For those prices, we can hire a full time employee just to be the admin for
your service and get them doing more productive things on top of that.
Charging per user is not sustainable when you get into the higher numbers, so
we'll look at alternatives, host our own services long term, and/or hire a
dedicated admin.

------
brentis
Unfortunately mobile SaaS through the App Store is a pain for testing. Price
updates are passed down to existing accounts last I looked.

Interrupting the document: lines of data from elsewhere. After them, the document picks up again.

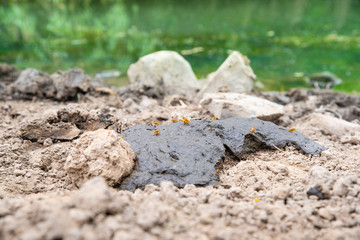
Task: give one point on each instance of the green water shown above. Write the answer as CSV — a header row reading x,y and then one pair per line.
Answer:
x,y
285,40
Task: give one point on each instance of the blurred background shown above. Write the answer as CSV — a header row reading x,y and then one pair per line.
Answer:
x,y
286,41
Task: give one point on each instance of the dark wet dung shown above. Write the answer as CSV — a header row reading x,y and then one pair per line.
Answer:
x,y
187,153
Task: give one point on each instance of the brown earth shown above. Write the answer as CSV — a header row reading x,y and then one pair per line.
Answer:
x,y
263,196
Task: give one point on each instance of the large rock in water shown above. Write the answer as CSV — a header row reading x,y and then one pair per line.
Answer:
x,y
166,69
100,153
187,153
234,75
227,105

Apps are also a bit different requiring more b2c orientation and simplicity -
at least with my limited resources. I chose what I felt was an unique way to
capture user confidence via temporal "tiers" \- monthly, quarterly, and
annually with discounts per.

I think I chose a decent discount as I have a relatively even subscription
distribution - challenge is - it's near impossible to model MRR, Churn, LTV
when Apple limits the data and strips UUID from subscription.

------
spacetexas
Thanks for the article.

My only issue with it is that you never actually outline a methodology for
working out the main problem you highlight other than just do it. It would be
helpful if you quantified (perhaps using %'s rather than hard figures) this
trade off.

" A lot of people fear changing pricing too often because they think it will
scare away their customers. And for some—that might be true. But never
experimenting with your pricing means you may never learn the value of your
product and its potential for growth. "

------
danpalmer
So it sounds like the takeaway from this is to A/B test your pricing. It
sounds like the author has started to develop a testing culture, and that's
going to pay off hugely in the future, but I would recommend adding some
rigour to the testing process, doing real A/B testing rather than eyeballing
it like it sounds like they're doing now. We have made this change over the
last year and it has been transformational for how we develop our product.

------
gingerlime
Interesting read. How do you account for seasonality if you're comparing
prices over time? Or fairness if you're A/B testing at the same time?